S3 Upload
How to upload crawled data directly to Amazon S3 or compatible storage
The S3 Upload action allows you to automatically upload the crawled data to your Amazon S3 bucket or any S3-compatible storage service. This is particularly useful for integrating the crawl results directly into your data pipeline without requiring an additional step to download and then upload the data.
Usage
Security Warning: We temporarily store your S3 credentials while the job is processing. All credentials are automatically removed immediately after the job completes.
To use the S3 upload action, include an actions array in your request with an action of type upload_s3. This action requires several parameters to authenticate and specify the destination in your S3 bucket.
Required Parameters
| Parameter | Type | Description |
|---|---|---|
type | string | Must be set to upload_s3 |
path | string | The file path/key where the data will be stored in your bucket |
access_key_id | string | Your S3 access key ID |
secret_access_key | string | Your S3 secret access key |
bucket | string | The name of your S3 bucket |
endpoint | string | The S3 endpoint URL (especially needed for S3-compatible services) |
If you haven't created the bucket in the us-east-1 AWS region, please, specify your bucket region through an endpoint in a format like https://s3.{your-region}.amazonaws.com.
Example Request
curl -i --request POST \
--url https://api.webcrawlerapi.com/v1/crawl \
--header 'Authorization: Bearer YOUR_API_KEY' \
--data '{
"url": "https://books.toscrape.com/",
"scrape_type": "markdown",
"items_limit": 20,
"actions": [
{
"type": "upload_s3",
"path": "/testupload",
"access_key_id": "<ACCESS_KEY>",
"secret_access_key": "<SECRET_KEY>",
"bucket": "mybucket",
"endpoint": "https://s3.eu-west-1.amazonaws.com"
}
]
}'const s3Upload = {
"type": "upload_s3",
"path": "/testupload",
"access_key_id": "ACCESS_KEY",
"secret_access_key": "<SECRET_KEY>",
"bucket": "mybucket",
"endpoint": "https://s3.eu-west-1.amazonaws.com"
};
try {
// async way - promise will be resolved with all the data
const syncJob = await client.crawl({
"url": "https://books.toscrape.com/",
"scrape_type": "markdown",
"items_limit": 20,
"allow_subdomains": false,
}, s3Upload);
console.log(`Job ID: ${syncJob.id}`);
} catch (error) {
console.error("Error uploading to S3:", error);
}s3_action = UploadS3Action(
path="/testupload",
access_key_id="<ACCESS_KEY>",
secret_access_key="<SECRET_KEY>",
bucket="mybucket",
endpoint="https://s3.eu-west-1.amazonaws.com"
)
# Start a synchronous crawling job (blocks until completion)
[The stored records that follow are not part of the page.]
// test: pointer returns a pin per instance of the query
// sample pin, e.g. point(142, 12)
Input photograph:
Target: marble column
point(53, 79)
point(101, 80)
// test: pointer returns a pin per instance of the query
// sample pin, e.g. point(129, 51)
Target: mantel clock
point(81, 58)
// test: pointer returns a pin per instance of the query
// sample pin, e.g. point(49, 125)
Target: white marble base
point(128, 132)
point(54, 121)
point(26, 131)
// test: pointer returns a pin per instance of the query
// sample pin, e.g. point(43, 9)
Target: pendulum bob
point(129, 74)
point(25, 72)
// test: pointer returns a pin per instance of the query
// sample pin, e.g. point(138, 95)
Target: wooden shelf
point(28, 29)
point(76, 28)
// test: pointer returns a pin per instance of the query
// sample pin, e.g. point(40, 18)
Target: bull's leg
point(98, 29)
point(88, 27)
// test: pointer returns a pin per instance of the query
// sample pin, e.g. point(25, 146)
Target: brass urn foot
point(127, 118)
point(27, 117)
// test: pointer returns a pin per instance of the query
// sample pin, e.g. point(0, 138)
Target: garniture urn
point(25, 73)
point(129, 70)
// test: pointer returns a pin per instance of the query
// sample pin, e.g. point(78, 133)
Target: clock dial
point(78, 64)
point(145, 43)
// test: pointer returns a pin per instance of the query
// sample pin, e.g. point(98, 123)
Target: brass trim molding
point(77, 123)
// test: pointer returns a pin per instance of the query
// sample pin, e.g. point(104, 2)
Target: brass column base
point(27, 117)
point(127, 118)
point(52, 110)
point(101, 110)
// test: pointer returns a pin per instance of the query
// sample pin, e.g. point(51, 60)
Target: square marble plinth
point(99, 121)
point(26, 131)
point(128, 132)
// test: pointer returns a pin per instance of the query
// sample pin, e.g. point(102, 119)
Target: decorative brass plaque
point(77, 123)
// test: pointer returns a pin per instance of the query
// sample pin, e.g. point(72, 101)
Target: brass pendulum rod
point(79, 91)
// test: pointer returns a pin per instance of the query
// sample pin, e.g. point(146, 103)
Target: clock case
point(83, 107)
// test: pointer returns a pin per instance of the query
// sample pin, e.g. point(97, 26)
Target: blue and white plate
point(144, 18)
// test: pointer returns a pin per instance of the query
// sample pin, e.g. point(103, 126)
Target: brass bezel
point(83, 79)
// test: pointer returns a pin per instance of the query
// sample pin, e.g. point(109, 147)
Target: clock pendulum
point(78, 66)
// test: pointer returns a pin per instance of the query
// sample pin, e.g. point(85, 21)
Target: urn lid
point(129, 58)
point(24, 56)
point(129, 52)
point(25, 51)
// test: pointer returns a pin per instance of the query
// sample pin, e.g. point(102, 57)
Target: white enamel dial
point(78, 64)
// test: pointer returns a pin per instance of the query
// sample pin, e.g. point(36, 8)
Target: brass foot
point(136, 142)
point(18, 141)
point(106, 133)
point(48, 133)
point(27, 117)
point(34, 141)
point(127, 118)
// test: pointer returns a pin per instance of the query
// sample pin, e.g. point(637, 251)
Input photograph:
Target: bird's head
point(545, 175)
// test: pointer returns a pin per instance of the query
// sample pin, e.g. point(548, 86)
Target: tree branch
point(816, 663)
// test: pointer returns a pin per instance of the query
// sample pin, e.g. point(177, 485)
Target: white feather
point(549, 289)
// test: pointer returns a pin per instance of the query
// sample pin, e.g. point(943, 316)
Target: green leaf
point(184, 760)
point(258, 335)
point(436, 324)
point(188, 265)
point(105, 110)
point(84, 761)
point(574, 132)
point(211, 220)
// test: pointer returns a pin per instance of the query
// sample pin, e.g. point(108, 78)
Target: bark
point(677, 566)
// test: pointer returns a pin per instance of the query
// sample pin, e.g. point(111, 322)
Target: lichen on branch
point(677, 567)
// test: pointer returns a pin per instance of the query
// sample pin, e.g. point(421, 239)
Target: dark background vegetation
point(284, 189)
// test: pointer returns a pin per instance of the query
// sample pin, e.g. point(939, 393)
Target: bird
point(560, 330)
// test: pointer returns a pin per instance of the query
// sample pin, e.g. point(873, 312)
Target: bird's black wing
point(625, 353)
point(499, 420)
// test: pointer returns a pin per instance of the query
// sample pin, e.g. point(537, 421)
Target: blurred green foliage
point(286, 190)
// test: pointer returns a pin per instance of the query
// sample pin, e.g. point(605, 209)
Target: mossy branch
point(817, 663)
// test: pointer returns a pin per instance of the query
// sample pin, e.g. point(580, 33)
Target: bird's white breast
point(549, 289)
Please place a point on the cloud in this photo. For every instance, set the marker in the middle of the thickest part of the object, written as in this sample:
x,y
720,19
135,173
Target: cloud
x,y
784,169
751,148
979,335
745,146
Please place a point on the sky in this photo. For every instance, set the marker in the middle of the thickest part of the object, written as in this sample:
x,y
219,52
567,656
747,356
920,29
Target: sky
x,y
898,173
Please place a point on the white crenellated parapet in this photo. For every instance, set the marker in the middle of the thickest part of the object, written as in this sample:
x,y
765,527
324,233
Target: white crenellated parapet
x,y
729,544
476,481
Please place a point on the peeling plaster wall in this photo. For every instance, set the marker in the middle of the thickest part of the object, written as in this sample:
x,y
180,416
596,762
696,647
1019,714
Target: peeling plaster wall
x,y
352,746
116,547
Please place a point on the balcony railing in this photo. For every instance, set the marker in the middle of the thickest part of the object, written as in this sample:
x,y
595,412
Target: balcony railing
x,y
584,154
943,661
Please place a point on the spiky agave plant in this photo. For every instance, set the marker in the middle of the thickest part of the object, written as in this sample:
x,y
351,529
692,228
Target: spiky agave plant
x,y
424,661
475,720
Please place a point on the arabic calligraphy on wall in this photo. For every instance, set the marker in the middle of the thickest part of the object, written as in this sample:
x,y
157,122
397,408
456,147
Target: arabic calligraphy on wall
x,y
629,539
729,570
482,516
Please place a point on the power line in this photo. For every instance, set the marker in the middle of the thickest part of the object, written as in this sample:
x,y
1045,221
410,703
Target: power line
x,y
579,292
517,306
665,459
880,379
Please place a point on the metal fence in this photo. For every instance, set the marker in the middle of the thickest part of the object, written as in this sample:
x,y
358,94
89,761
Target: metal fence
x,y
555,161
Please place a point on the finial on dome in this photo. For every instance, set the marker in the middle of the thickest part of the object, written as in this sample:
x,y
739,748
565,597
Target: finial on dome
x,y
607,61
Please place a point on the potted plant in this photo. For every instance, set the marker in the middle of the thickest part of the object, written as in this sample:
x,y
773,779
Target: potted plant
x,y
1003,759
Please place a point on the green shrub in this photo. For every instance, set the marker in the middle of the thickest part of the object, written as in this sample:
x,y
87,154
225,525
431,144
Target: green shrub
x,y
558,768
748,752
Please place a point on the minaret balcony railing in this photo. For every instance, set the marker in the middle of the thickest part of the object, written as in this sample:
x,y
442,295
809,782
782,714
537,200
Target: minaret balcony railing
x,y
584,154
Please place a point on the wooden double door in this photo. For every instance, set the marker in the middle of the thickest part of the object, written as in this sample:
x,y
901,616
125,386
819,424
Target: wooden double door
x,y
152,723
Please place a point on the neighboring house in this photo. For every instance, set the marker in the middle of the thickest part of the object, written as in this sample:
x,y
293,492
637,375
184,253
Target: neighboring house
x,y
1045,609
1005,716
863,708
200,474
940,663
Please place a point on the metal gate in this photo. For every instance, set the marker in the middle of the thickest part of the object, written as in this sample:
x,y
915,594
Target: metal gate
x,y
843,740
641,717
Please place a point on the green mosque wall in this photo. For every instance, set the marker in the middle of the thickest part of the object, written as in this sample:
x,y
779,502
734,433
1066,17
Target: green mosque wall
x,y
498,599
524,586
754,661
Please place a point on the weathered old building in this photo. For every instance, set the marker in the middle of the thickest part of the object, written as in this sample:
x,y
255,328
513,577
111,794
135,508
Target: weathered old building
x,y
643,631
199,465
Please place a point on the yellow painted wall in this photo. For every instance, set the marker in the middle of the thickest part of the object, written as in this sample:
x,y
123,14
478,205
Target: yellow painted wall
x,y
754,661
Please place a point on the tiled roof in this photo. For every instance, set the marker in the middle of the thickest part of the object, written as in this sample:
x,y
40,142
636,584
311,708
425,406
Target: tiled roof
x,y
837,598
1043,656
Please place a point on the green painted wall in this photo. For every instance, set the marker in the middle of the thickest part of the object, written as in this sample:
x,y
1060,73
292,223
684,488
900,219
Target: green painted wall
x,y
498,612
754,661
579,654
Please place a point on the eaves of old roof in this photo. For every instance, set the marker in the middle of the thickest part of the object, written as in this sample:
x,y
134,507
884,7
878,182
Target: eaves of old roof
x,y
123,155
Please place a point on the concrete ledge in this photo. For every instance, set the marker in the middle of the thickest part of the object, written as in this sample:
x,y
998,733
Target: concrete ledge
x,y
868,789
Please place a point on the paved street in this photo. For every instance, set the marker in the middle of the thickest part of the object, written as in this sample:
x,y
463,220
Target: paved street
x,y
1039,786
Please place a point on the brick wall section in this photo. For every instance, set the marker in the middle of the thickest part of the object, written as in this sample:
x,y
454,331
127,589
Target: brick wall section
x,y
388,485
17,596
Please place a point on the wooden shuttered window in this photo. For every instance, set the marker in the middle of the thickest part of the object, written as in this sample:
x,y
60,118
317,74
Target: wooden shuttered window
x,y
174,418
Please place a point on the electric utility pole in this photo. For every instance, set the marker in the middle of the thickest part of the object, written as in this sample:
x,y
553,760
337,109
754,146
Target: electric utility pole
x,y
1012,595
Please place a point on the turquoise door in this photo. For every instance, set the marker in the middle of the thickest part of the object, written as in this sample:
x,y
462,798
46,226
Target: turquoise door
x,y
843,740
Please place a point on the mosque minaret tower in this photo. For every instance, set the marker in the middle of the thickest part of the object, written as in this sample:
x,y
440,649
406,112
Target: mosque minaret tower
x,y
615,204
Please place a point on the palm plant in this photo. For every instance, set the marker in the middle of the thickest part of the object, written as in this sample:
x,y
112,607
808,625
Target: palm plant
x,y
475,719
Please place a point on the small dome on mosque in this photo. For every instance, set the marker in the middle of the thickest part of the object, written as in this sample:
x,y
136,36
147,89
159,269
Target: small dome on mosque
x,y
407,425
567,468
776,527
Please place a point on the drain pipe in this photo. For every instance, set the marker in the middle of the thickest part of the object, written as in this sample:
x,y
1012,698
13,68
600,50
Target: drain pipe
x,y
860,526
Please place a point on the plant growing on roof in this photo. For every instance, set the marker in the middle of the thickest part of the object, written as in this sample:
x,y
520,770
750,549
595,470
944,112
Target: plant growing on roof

print("Starting crawling job...")
job = crawler.crawl(
url="https://books.toscrape.com/",
scrape_type="markdown",
items_limit=20,
allow_subdomains=True,
actions=s3_action, # Add the S3 upload action
max_polls=100 # Maximum number of status checks
)
print(f"Job completed with ID: {job.id}")Response
When the S3 upload action is successfully executed, the response will include information about the upload:
{
"id": "5f7b1b7b-7b7b-4b7b-8b7b-7b7b7b7b7b7b",
"actions": [
{
"type": "upload_s3",
"status": "success",
"path": "/testupload"
}
]
}Compatible Storage Services
This action works with:
- Amazon S3
- Cloudflare R2
- DigitalOcean Spaces
- Backblaze B2
- Any other S3-compatible storage service
Error Handling
If there's an error with the S3 upload, the action's status will be set to error with a message explaining the issue:
{
"error_code": "invalid_request",
"error_message": "invalid S3 credentials: operation error S3: PutObject, https response error StatusCode: 403, api error InvalidAccessKeyId: The AWS Access Key Id you provided does not exist in our records."
}If you upload files to a private, non-accessible bucket, subsequent attempts to retrieve the content using the file URL might fail. Ensure that you have proper permissions set up for accessing the uploaded files if you need to retrieve them later.